Data is becoming a key element for businesses nowadays. Every business wants to improve their efficiency analizing the data they generate periodically, but due to the volume of said information, it needs to be treated with a series of non-traditional tools and techniques.
The solution to treat this volume of information is to use Lambda architecture. It provides an approach that allows to combine the treatment of data in real time and deferred, in a scalable and fault tolerant way.
A Lambda architecture is comprised of three principal layers:
The streaming layer (Spark Streaming + Kafka) allows us to retrieve data in real time, obtaining information and knowledge from them.
The batch processing layer allows to analize data originating from different sources of origin in a quick and scalable fashion.
The server layer: real time data as well as batch processed data are stored for later exploitation, using the different available techniques based on their utilization (Cassandra, Neo4J, MongoDB...).

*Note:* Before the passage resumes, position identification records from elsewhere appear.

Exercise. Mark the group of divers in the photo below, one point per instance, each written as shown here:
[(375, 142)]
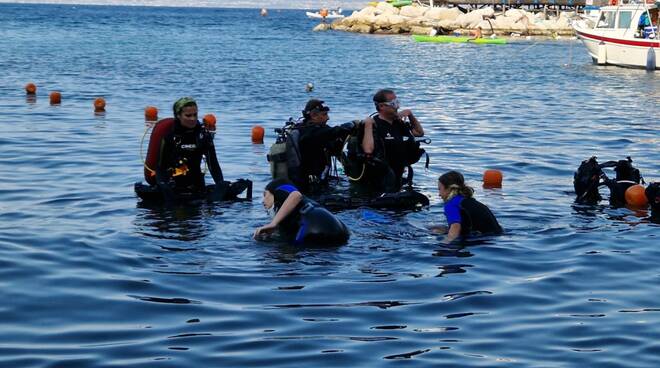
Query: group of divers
[(380, 149)]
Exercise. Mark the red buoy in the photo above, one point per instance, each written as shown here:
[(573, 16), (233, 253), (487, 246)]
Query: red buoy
[(492, 179), (99, 104), (636, 197), (150, 113), (55, 98), (257, 134), (30, 88)]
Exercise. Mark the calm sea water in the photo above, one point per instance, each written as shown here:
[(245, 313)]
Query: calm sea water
[(90, 277)]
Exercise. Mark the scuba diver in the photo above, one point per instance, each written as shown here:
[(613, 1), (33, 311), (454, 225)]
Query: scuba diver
[(318, 144), (465, 215), (303, 151), (299, 218), (386, 146), (173, 164)]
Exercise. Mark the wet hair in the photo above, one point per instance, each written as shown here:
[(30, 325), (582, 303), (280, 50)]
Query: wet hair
[(181, 103), (454, 182), (381, 96)]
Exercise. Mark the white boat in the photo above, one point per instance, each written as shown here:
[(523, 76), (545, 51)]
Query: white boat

These technologies allows for the use of not only non-relational databases but NoSQL databases as well, some that stand out among them are:
- File Oriented
- Graphs
- Key - Value
This architecture allows creating prediction models (with tools such as Apache Mahout, Spark MLLib...) This is achieved through batch processing for the analysis of historic data stored on the servers and streaming data for real time predictions. The goal of these models is to provide added value to our business.
The benefits of Big Data are:
- Improve and speed up the information treatment process.
- Managing data in real time.
- Management of non-structural data and of diverse sources of origin.
- Cloud architecture of easy mantainance and horizontal scalability.